First, an ageless scene was set for Ex Cathedra’s imaginatively-produced Christmas Music by Candlelight.

Soft light melted through the discreet stained-glass windows defining lofty curved roof arches in this simple but beautifully-proportioned church.

A cornucopia of Christmas gems was on offer, from the choir processing to the measured heart-beat from a French-style drum, to subtle candles highlighting faces into an illusory mediaeval tableau.

“Music opens our hearts”, quoted from a thirteenth century reading, spoke to all present. Thought-provoking words were interspersed between the vocal offerings, delivered clearly and with conviction from within the choir, as were notable anonymous solo voices throughout the evening.

This choir is a beguiling blend of timbres with every individual composition being treated with unique consideration.
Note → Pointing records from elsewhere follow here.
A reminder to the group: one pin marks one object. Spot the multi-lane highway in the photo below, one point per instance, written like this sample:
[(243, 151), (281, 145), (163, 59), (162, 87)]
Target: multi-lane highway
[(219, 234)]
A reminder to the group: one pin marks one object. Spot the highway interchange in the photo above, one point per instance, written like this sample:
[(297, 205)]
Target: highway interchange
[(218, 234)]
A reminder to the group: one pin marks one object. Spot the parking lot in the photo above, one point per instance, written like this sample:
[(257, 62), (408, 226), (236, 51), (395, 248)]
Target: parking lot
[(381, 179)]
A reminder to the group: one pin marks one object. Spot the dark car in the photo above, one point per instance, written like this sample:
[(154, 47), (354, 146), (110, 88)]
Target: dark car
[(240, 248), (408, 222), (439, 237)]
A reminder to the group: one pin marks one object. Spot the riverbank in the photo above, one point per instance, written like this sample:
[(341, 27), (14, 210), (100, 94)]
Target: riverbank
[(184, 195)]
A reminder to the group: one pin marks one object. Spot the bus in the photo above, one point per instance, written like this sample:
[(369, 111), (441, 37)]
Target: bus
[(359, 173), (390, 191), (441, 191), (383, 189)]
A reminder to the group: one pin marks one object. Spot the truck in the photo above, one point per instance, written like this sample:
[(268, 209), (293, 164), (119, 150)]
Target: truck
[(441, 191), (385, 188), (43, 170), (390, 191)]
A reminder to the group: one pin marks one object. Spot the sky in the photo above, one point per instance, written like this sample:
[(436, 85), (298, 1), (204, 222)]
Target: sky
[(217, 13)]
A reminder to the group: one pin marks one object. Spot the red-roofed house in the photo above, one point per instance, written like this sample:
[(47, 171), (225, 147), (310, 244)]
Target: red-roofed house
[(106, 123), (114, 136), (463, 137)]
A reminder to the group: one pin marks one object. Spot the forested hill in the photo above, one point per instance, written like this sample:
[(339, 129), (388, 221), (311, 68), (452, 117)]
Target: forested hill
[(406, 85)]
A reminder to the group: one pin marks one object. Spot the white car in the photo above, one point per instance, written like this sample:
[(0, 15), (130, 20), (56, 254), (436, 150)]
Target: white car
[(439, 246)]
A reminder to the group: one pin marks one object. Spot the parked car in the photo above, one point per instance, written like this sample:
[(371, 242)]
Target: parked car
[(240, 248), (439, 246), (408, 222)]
As ever, conductor Jeffrey Skidmore marshalled his performers with discretion throughout. Ancient and contemporary works shone with a whole gamut of committed musicality.

Ethereal solos were offset by sturdy male octaves, beguiling bell effects ringing out, high threads from melding sopranos disappearing into our imagination. Occasional accompaniments ranged from gentle chamber organ from Andrew Fletcher, to a roaring improvisation prior to audience participation.

Altogether, a wonderful pre-Christmas treat.

King’s College Choir was a more cerebral affair, directed by Stephen Cleobury.

Town Hall acoustics exposed less than perfect diction, doubtless a total contrast to the singers’ familiar and more resonant ecclesiastical settings.

Fresh young voices charmed throughout the evening, but occasionally fell short with less than clear text. One suspected that the youngsters were simply tired.

Plainsong links in the Praetorius Magnificat were pure, but the dogged delivery elsewhere seemed expressionless. “Rejoicing, Alleluia, exultation” – all are portrayed in Schütz’s Christ is Born, but were these emotions reaching the hearts of the singers or was this simply an exercise and too familiar?

Poulenc’s Four Christmas Motets were a total contrast, with tender shifting harmonies and interested commitment throughout. Messiaen’s organ meditation sent powerful impacting shock waves as organist Peter Stevens gave full throttle, particularly to the lower notes and somewhat un-angelic typical bird passages.

Velvety basses set the scene for part of the Rachmaninov Vespers, quasi chanting sung in soft-edged Slavonic. This is very accessible music with heart-stopping full harmonies highlighting the undoubted quality of the full choir.

Good to hear lovely compositions of seasonal offerings from our own John Joubert, and Judith Weir, both setting 15th century texts to great effect and being performed with loving care.

Finally, a Fantasia on Christmas Carols by Vaughan Williams and two delightful encores for the appreciative capacity audience.